Keeping with my theme of openness and standards how is ISIS creating a platform for other to invest in? What value is an ISIS mobile payment to a retailer? Yesterday’s blog talked about the complex supply chain necessary to deliver on NFC. Don’t get me wrong, there is nothing wrong about NFC technology.. it is a very well defined specification. But it is complex.. if it was a NEW WAY of doing payments (or better yet commerce) perhaps it should have started a little less ambitiously. The team seems as if it prudently sought to reduce risk, but it also gave up on a central element to its value proposition. My analogy for today is that ISIS project is like Vanderbilt’s skipping steam and going straight for high speed mag lev in 1880…. While the entire country was growing at a 10x pace and he had no right of way..
Big projects are tough in normal times.. but mobile is changing at an unbelievably fast pace. Small focused projects are certainly lower risk when innovating at the cutting edge. Everything is changing.. how could anyone architect an open system in such a fast changing environment?

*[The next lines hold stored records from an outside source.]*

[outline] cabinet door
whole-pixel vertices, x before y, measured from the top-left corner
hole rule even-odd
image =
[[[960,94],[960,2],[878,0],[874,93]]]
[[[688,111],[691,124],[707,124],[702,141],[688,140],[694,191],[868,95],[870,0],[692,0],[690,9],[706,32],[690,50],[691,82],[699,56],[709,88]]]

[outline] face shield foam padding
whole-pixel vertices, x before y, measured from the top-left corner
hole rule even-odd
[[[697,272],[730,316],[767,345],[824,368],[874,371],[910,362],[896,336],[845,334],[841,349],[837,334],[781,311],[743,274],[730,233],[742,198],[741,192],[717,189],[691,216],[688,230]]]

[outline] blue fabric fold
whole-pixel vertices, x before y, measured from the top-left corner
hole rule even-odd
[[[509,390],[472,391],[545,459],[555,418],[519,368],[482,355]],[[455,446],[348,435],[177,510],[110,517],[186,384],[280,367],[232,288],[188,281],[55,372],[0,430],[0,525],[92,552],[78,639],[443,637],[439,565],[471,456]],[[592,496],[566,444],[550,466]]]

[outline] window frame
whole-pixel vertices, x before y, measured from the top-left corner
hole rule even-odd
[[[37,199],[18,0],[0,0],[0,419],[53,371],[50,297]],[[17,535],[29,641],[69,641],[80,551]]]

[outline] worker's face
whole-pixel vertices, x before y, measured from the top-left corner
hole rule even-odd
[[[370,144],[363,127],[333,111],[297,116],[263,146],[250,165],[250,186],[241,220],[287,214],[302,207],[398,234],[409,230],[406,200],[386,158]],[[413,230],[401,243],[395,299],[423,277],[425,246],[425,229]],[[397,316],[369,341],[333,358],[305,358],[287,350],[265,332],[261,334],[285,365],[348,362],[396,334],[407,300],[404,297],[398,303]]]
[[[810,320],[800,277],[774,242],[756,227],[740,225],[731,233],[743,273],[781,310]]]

It would seem that technical standards like TCP/IP or GSM were successful because of their ubiquity and distributed control. They could be used by all to create different networks with different value propositions.. which incented millions of companies and consumers to invest. I just don’t see how MNOs can create a business platform based on NFC. Their best shot may be to work with someone like Sequent Software to create an architecture for 1000s of applications to access secure element data.. instead of the one single CSAM wallet coming out in Pilot Dec 2012.
Your thoughts are appreciated
Previous Blogs (Nokia NFC Ecosystem, ISIS Ecosystem or Desert, Banks will win in Payments.. but WHICH ones?)
“I also told the Fed that the problem in US mobile payment IS NOT lack of standards but lack of a value proposition to consumers and retailers.”
Can’t agree more!!! Regulation is helpful in setting rule but not forcing the market outcome.